Ways of communicating about fatigue may have to be developed within a family. Like for anxiety
or pain, people can rate fatigue. If one rates the worse experience of fatigue as a ten and the complete
absence of fatigue as a zero, one can then compare current fatigue states to those previously experienced
and use this rating to communicate with others. Other ways of rating fatigue can be used as well, for example,
color coding fatigue states (2). Regardless of the coding system such ways of rating or ranking fatigue all
suffer from potentially diminished accuracy due to the tendency for fatigue to worsen if the disease progresses.

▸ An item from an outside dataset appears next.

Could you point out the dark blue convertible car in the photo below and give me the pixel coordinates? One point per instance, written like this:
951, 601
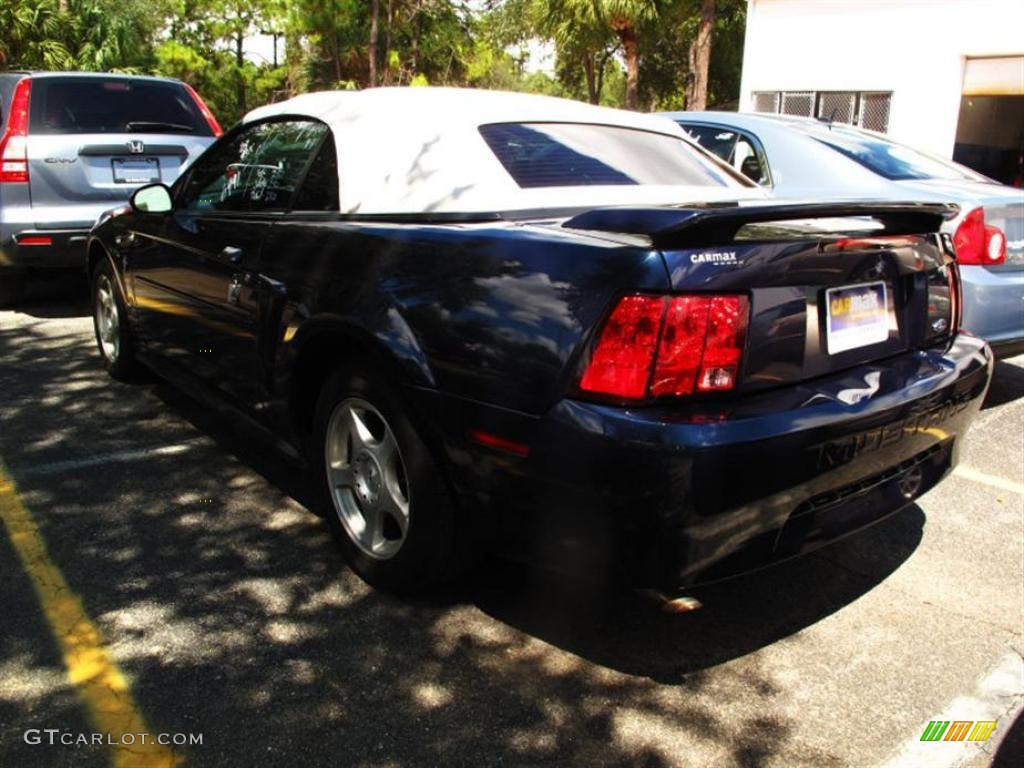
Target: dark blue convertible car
494, 321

People close to those with MS can become very sensitive to the signs of fatigue. There is good
reason for this. The benefits of controlling fatigue are many. Not only does monitored and minimized fatigue
make the person with MS more like him or her self for more of the time, but it also reduces the experience of
many of the chronic symptoms of MS, symptoms that are unpleasant for the person with MS and his or her
family alike.
Yet not even the most sensitive and supportive family can replace the awareness and discipline
of the person with MS. To do as much as one likes, to be as rested as possible one must become an expert
in ones own disease. This involves many things, including being careful to avoid known fatiguing experiences,
watching out for the warning signs of fatigue, planning the day or week to provide for a needed time out for rest,
keeping one's personal and work commitments to a level that avoids the buildup of fatigue and leaves a buffer
to allow for recuperation if fatigue does go beyond expected levels. All these things, and more, depending on
the form taken by one's own MS, can be monitored and controlled to a variable degree.

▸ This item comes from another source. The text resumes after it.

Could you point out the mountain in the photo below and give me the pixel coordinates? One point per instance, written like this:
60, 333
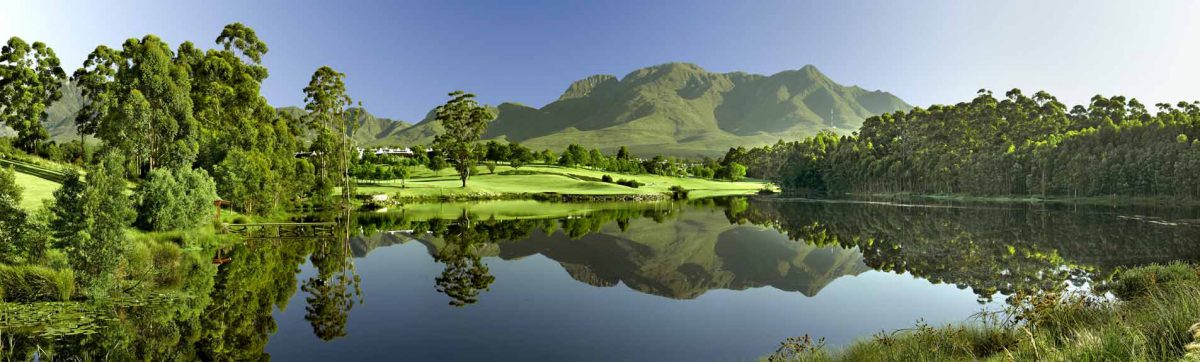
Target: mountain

Fatigue is a central factor in MS and its control can have a profound modulating influence on
the experience of the disease. Yet much is still unknown about fatigue. The experience of many people
with MS and some studies have given support to the idea that the avoidance of fatigue can influence the
progression of MS or reduce exacerbations. This, however, is still speculative. What is known is that fatigue
is more than just an unpleasant part of this disease. When the person with MS gets to the point of fatigue all
of the other symptoms of the disease are redoubled. For this reason, and many others, it is well worth any
effort to reduce and control fatigue.